The first spell of brisk weather sends me into my kitchen, eager to fill the house with warmth and delicious smells. I like to celebrate the change in season and produce by spending an entire day preparing for a long Sunday lunch with friends. Even wine takes on a renewed appeal; at last, a deep hearty red makes sense.

It's about this time of year that my Uncle Wilfried appears with a big box of apples from his property in Victoria's Strzelecki Ranges. A cross between the Granny Smith and the golden delicious, these apples are beautiful to eat and especially good for baking. I am prompted to hunt through my old recipes, searching for different ways of cooking with these gorgeous apples. They'll spend weeks perfuming my kitchen until I've worked my way through them.

I also enjoy buying up bags of Cox's orange pippin and reinette apples from the farmers' markets - since they appear only briefly and are the finest apples for baking - as well as some of the lesser-known varieties that make particularly good eating, such as the Rome beauty, the Mutsu and Gravenstein.

Throughout most of the year, particularly in the summer months, I see the same old apple varieties sitting on the supermarket shelves, having been in cold storage for who knows how long. I confess, I don't get very excited about them. It's difficult to believe that the 2000 varieties of interesting and wonderful apples that have come to Australia have been ruthlessly culled to a mere four in general production.

In contrast, when apples arrive in the markets in the peak of their season, freshly picked, they are quite simply stunning. And now there's even greater choice in varieties that come from orchards still producing heirloom apples. So right now, I am really inspired to bake with apples, whether it's a simple apple tea cake with cinnamon and walnuts, or one of my favourite apple cakes from an old Joël Robuchon recipe.

Robuchon's recipe calls for lightly caramelised Cox's orange pippins with sugar, butter and almond flakes, covered with a batter enriched with crème fraîche. It's essentially an upside-down cake - the apples are all golden and gooey, and you top them with a syrup made with a splash of Calvados. It's well worth hunting down the recipe because it's one of those incredibly simple yet entirely delicious and satisfying desserts, especially if eaten while still warm with homemade crème Anglaise.

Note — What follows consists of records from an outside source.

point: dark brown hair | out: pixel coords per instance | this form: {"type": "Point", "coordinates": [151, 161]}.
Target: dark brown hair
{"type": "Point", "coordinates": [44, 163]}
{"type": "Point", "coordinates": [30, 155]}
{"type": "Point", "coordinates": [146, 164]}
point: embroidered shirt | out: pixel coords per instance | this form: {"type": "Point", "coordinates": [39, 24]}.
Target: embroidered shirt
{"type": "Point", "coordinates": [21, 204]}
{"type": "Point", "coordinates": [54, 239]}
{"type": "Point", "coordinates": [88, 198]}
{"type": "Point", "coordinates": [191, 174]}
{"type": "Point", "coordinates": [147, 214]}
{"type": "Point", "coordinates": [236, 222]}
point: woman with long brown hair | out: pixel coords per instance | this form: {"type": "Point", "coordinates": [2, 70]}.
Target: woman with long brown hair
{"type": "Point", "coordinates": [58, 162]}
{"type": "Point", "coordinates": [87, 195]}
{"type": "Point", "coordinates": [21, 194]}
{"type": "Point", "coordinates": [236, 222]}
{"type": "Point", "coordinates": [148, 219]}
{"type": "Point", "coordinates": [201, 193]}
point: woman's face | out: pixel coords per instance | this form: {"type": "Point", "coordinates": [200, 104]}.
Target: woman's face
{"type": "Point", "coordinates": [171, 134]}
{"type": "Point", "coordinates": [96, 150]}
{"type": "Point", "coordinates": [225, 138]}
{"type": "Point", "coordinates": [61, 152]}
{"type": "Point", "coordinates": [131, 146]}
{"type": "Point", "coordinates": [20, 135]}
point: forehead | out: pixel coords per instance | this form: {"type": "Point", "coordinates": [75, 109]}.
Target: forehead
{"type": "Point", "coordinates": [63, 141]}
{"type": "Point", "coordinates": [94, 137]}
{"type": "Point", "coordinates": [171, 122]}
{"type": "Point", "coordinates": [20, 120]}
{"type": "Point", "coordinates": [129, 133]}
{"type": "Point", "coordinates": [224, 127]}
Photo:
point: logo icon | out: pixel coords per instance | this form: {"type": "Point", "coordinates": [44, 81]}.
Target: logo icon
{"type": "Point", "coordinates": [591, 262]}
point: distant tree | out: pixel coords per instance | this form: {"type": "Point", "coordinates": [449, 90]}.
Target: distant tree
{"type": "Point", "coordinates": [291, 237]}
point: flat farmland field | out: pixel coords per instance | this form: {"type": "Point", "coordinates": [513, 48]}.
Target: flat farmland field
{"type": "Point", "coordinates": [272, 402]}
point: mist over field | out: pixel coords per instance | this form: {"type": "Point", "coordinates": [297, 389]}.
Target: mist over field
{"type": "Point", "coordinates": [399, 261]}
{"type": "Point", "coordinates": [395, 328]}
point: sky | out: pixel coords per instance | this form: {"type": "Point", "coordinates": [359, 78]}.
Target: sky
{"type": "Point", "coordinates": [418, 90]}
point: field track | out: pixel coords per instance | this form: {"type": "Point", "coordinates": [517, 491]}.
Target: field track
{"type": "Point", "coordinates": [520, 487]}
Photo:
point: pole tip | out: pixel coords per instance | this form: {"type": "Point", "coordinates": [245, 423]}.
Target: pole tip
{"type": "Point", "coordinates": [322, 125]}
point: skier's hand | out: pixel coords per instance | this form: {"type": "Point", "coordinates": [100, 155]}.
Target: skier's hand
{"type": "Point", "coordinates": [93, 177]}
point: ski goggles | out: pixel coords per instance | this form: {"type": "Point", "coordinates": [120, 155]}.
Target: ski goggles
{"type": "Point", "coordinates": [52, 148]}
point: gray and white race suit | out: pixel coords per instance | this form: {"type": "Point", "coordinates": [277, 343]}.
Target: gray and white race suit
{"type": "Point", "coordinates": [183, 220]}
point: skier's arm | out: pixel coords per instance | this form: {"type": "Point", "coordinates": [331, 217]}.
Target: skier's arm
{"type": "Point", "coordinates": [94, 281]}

I also like to make spiced apple fritters for a Sunday afternoon treat. I spice the apple slices in either an eau de vie of prunes, a Poire Williams, or the Spanish liqueur Anís del Mono, allowing them to soak up the liqueur for at least an hour before coating them lightly in batter. For the batter, I use 2 eggs, 110gm caster sugar, 125ml milk, 60ml extra-virgin olive oil, 225gm self-raising flour. Then I dip the scented apple slices in the batter and shallow-fry them in a combination of olive oil and butter. They come out all puffy and golden-brown and are just perfect eaten with nothing more than a sprinkling of caster sugar.

There is a beautiful German apple cake I make that always reminds me of my mother. I remember her stretching the strudel pastry out over the dining table until it was so thin you could see her hands through it. Shop-bought filo just cannot compare with a homemade strudel pastry, which, when turned into freshly baked apple strudel with vanilla ice-cream, is a delicious winter dessert.

When I have a surplus of apples, I like to make an apple compote. This can be as simple as throwing peeled, cored and quartered apples in a pot to simmer with some sugar, a cinnamon quill and a little water and lemon juice, or it can be a little more refined if I want to use it as a dessert. Then I make a poaching syrup of 1 part sugar to 1 part water with a little lemon rind, a cinnamon quill, 3 cloves and a vanilla bean. Bring this to the boil, then add peeled, cored and quartered apples. Simmer gently, topped with baking paper and a saucer to weight the fruit, until the apples are only just soft. Remove from the heat immediately and cool. Refrain from stirring unless you want your poached apples to become a purée. This is the perfect filling for crêpes, sprinkled with icing sugar, or for the bottom of a rice pudding. It also makes a delicious partner to roast game or pork. At Easter, for example, I served a roast goose and the soft-poached apples were perfect with the rich, fragrant red meat.